Jacqueline war wirklich ein schönes Mädchen, und Lady Mills hatte weder ihr gutes Aussehen noch ihren Charme übertrieben.

»Wie viele Lose kann man für ein Pfund bekommen?«

»Zehn«, antwortete sie. Sie bot ihm einen Abreißblock an, aus dem viele Nummern bereits verkauft worden waren.

»Wählen Sie die Nummern für mich. Sie haben wahrscheinlich mehr Glück als ich.«

Er gab Don die Pfundnote und Jacqueline riss zehn Teilnahmescheine aus ihrem Block und notierte seinen Namen auf den Abschnitten.

»Sie sind alle glückbringend«, sagte sie. »Aber leider kann nur eine Nummer gewinnen.«

»Eine genügt ja, wenn es die Richtige ist. Was haben Sie mit Ihrer Tante gemacht? Sie kamen doch mit ihr her?«

»Wir haben sie zwischen den Teetassen und den Klatschbasen abgesetzt«, antwortete Don. »Dort fühlt sie sich wohl, und Jackie ist für kurze Zeit frei.«

»Wie lange ist sie denn schon gehbehindert?«, fragte Roger.

»Sie war es vor drei Jahren schon, als ich zu ihr zog«, sagte das Mädchen.

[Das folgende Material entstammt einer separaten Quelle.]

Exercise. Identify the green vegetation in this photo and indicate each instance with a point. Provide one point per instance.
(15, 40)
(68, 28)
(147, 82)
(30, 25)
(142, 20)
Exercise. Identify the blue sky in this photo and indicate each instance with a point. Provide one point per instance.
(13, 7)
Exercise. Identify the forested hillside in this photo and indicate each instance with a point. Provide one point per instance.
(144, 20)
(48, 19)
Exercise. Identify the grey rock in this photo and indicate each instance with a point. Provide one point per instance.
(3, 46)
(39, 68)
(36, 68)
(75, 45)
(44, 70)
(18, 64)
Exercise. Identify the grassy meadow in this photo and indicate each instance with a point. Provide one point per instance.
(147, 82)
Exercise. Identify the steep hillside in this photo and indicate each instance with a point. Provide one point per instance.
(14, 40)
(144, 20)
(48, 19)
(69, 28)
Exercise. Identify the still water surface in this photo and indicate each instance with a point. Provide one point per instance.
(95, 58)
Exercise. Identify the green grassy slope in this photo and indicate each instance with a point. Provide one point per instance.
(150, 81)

»Kann ihr nicht eine gute Behandlung helfen?«

»Sie hat schon alle Einreibemittel versucht, die es überhaupt gibt.«

»Oder richtiger - Jackie hat sie an ihr ausprobiert!«, meinte Don.

»Nein, sie reibt sich selbst ein. Bei ihr sind es die Knie, wissen Sie, und sie sagt, das Einreiben hält Hände und Arme gelenkig. Aber sonst hat es ihr nicht viel genützt.«, verbesserte Jacqueline.

In diesem Augenblick trat ein junger Mann zu ihnen. Er hatte einen kleinen, aus Flecken zusammengesetzten Teppich über dem Arm.

»Ach Jackie, helfen Sie mir doch, dieses verrückte Ding zu verkaufen. Sie können so etwas viel besser als ich!« Er lächelte sie verschmitzt an.

»Das geht leider nicht. Ich bin mit Don und der Puppe beschäftigt. Fordern Sie doch Gloria Quain auf.«

»Sie muss bei Fenwicks Mundakrobaten im Chor singen. Kann Don nicht ohne Sie fertig werden?«

»Bestimmt nicht. Erzählen Sie allen Leuten, dass so ein Teppich in Paris die große Mode ist und dass es Stunden und Stunden kostete, ihn herzustellen.«

»Wenn mir das nur jemand glaubt«, murmelte er und eilte fort, da er ein mögliches Opfer sah.

»Wer war denn das?«, fragte Roger.

»Tommy Tucker, der Sohn des Pastors«, antwortete Jacqueline.

»Er wird sich schon weibliche Hilfskräfte verschaffen, so viel er braucht«, murmelte Don. »Frechheit, hierher wildern zu kommen!«

»Ich möchte Sie nicht aufhalten«, sagte Roger. »Es soll hier eine Wahrsagerin geben, aber ich habe sie nicht gefunden.«

»Sie ist dort im Zelt unter der Zeder«, antwortete Jackie.

»Und dort prophezeit sie?«, fragte er.

»Oh, nein. Das würde Mr. Tucker nicht gestatten. Sie hat ein Schild in ihrem Zelt: Wie steht es mit Ihrer Zukunft? Ich prophezeie nicht, aber ich kann Ihnen vielleicht helfen.«

»Haben Sie beide sie schon zurate gezogen?« lachte Roger. »Oder kennen Sie schon Ihre Zukunft?«

Er bemerkte, wie die beiden einen raschen Blick tauschten und das junge Mädchen errötete. Man brauchte kein Hellseher zu sein, um zu wissen, wie sie miteinander standen.

»Vielleicht gehen wir zu ihr, wenn wir unsere Lose verkauft lieben«, sagte sie. »Aber ich glaube wirklich nicht an so etwas.«

»Nun, jedenfalls viel Glück!«

»Auch Ihnen! Wir werden Sie das Resultat der Verlosung wissen lassen. Los, vorwärts, Don!«

Sie eilten fort, um sich nach einem andern Kunden umzusehen, und Roger schlenderte zu dem Zelt, das sie ihm gezeigt hatten. Offenbar war das Geschäft im Augenblick ruhig, denn La Mystique, wie sich die Seherin nannte, war allein. Er betrachtete einen Augenblick lang das Schild, von dem ihm das Mädchen erzählt hatte.